DMP Poodles vs. Pugs as Income Indicators
Description
The datasets used in this machine learning experiment, Poodles vs. Pugs as Income Indicators, are publicly available through the Open Government Data portal of the City of Vienna (data.gv.at). This project utilizes two specific datasets: Hunderassen Wien and Durchschnittliches Nettoeinkommen seit 2002 - Bezirke Wien. The rows in the processed dataset represent Vienna's 23 municipal districts.
Context and Methodology
The purpose of this dataset is to train and evaluate a regression model that predicts the average annual income of a geographic area based on the prevalence of specific dog breeds.
The dataset is not newly collected. It is reused from open data sources (data.gv.at). The project workflow involves:
Acquiring and downloading the raw datasets
Cleaning and preprocessing the data
Merging the demographic and income data by municipal district
Training a machine learning model (Random Forest regressor)
Evaluating model accuracy and generating visual distributions
Additional datasets and artifacts are created during the project, including a merged/cleaned dataset, model evaluation metrics, and geographic distribution plots.
Technical Details
The dataset and project environment are structured in a clear folder hierarchy:
dataresults
Files include:
datasets (CSV): Original downloaded files from Stadt Wien.
plots (PNG): Geographic distribution of dog breeds (
avg_dogs_per_district.png), income distribution (avg_income_per_district.png), and model error rates (final_evaluation_plots.png).source code (IPYNB): Jupyter Notebook containing the data orchestration and modeling pipeline.
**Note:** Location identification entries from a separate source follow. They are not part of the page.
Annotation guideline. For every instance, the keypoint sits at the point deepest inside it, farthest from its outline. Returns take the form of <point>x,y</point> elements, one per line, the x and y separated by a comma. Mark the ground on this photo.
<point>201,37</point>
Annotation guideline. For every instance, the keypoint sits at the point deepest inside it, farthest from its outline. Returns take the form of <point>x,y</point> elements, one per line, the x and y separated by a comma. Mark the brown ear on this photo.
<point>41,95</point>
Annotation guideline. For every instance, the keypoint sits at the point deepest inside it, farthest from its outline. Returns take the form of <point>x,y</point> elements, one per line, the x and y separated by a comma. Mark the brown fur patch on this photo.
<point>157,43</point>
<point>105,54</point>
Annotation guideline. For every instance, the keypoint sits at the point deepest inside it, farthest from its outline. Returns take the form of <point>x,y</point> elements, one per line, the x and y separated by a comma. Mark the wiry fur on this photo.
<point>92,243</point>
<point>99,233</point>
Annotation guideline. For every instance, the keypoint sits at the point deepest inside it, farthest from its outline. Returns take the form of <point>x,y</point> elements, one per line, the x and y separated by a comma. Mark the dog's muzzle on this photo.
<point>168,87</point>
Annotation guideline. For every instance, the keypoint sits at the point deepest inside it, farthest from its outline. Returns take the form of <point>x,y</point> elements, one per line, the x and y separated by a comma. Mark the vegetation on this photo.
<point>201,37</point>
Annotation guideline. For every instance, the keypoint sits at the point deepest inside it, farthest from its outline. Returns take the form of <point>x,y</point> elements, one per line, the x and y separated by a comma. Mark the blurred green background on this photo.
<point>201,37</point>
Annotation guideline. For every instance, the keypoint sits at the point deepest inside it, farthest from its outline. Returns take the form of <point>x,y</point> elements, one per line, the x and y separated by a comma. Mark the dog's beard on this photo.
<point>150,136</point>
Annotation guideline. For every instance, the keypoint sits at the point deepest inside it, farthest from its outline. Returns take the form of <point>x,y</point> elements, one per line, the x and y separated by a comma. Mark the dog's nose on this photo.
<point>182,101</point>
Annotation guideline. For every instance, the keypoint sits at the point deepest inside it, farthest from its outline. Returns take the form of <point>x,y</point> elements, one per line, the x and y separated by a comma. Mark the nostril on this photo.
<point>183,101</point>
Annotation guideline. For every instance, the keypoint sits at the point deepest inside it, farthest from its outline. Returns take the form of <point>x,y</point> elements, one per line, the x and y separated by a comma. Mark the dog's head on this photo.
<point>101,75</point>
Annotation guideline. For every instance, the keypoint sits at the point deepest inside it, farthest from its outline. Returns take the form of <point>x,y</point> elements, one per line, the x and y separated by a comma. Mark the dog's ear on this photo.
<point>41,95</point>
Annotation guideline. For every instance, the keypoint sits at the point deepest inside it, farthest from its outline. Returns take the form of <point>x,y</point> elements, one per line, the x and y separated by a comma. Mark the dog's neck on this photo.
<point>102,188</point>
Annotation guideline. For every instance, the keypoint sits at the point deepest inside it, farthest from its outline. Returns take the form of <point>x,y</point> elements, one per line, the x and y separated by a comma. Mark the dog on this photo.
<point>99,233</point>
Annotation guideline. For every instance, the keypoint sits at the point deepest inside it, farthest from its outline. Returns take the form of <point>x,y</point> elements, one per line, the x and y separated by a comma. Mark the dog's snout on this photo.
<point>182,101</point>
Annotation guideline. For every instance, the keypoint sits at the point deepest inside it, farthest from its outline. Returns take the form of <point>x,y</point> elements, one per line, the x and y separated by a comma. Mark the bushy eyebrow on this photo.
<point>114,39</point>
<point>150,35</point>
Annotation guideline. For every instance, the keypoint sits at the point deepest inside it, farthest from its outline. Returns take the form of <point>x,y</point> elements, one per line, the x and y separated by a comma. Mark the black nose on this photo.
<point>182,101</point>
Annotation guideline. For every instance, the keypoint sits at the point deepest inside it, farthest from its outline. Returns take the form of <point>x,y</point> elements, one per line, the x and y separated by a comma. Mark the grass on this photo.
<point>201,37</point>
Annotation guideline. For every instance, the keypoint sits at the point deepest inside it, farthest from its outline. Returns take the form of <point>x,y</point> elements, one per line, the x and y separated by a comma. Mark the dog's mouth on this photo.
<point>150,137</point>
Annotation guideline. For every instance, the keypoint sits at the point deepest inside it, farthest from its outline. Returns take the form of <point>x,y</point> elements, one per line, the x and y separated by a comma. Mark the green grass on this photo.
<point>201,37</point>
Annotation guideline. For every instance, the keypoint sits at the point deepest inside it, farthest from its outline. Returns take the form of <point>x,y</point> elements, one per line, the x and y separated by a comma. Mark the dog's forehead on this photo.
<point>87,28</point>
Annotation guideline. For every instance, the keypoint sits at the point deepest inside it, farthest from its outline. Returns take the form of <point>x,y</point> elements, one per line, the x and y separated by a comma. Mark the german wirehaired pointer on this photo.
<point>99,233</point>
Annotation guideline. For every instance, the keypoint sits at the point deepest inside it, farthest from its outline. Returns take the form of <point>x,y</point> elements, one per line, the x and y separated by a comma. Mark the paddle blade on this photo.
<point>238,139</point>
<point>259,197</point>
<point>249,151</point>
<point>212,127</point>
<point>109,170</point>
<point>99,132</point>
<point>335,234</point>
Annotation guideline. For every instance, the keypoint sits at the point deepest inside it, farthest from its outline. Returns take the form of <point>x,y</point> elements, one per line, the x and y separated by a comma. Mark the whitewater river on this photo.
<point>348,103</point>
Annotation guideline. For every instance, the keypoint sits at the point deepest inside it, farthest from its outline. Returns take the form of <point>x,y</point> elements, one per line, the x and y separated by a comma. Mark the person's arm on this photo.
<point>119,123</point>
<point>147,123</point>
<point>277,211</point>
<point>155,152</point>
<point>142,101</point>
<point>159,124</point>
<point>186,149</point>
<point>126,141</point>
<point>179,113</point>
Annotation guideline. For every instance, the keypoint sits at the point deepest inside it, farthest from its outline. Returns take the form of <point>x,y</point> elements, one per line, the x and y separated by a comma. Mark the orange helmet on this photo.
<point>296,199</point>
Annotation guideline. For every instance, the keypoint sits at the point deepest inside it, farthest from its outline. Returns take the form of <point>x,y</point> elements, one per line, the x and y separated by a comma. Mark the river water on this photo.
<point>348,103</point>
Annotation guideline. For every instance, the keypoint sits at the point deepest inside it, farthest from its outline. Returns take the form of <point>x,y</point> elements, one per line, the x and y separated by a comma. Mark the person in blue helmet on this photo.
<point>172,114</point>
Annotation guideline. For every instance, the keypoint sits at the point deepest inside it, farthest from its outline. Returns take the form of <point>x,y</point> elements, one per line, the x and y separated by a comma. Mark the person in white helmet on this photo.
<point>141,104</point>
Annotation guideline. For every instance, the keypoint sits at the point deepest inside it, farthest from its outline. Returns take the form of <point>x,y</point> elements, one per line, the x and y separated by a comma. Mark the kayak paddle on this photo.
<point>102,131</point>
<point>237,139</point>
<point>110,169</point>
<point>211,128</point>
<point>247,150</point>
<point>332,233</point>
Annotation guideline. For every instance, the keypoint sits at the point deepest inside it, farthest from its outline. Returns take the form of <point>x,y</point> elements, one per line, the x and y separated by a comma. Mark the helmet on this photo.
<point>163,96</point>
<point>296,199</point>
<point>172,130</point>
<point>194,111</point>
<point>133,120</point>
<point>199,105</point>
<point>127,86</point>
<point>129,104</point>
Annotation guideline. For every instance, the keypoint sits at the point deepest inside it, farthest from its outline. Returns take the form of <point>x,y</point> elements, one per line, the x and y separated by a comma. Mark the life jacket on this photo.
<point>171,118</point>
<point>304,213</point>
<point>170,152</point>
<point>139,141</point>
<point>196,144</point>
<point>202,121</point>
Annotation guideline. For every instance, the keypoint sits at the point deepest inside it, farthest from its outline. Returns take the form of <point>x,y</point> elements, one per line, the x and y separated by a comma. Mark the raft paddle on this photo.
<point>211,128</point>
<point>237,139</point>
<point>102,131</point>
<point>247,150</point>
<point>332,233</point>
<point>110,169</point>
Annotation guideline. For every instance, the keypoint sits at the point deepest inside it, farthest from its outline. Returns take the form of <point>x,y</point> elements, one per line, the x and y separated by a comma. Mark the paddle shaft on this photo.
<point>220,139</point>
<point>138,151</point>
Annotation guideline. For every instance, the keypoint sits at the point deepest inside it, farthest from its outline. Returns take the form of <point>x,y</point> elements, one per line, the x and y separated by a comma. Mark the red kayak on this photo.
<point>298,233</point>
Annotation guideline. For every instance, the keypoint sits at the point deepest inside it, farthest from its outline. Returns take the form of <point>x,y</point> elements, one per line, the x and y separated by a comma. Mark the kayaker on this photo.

Software requirements: To open and work with this dataset and its accompanying code, the following open-source tools are required:
Python 3
pandas (for data orchestration)
scikit-learn (for predictive modeling)
matplotlib & seaborn (for visualization)
Jupyter Notebook environment
Further Details
The dataset contains no personal or sensitive data. All records are aggregated at the district level, ensuring complete anonymity and compliance with open-data standards.
Important points for reuse:
The Random Forest model demonstrated robust predictive power for lower-to-middle income brackets.
The model's accuracy plateaus at the highest income tiers, indicating that "luxury" wealth is influenced by factors beyond simple pet ownership trends. Future researchers should account for this limitation when utilizing the model for high-income predictions.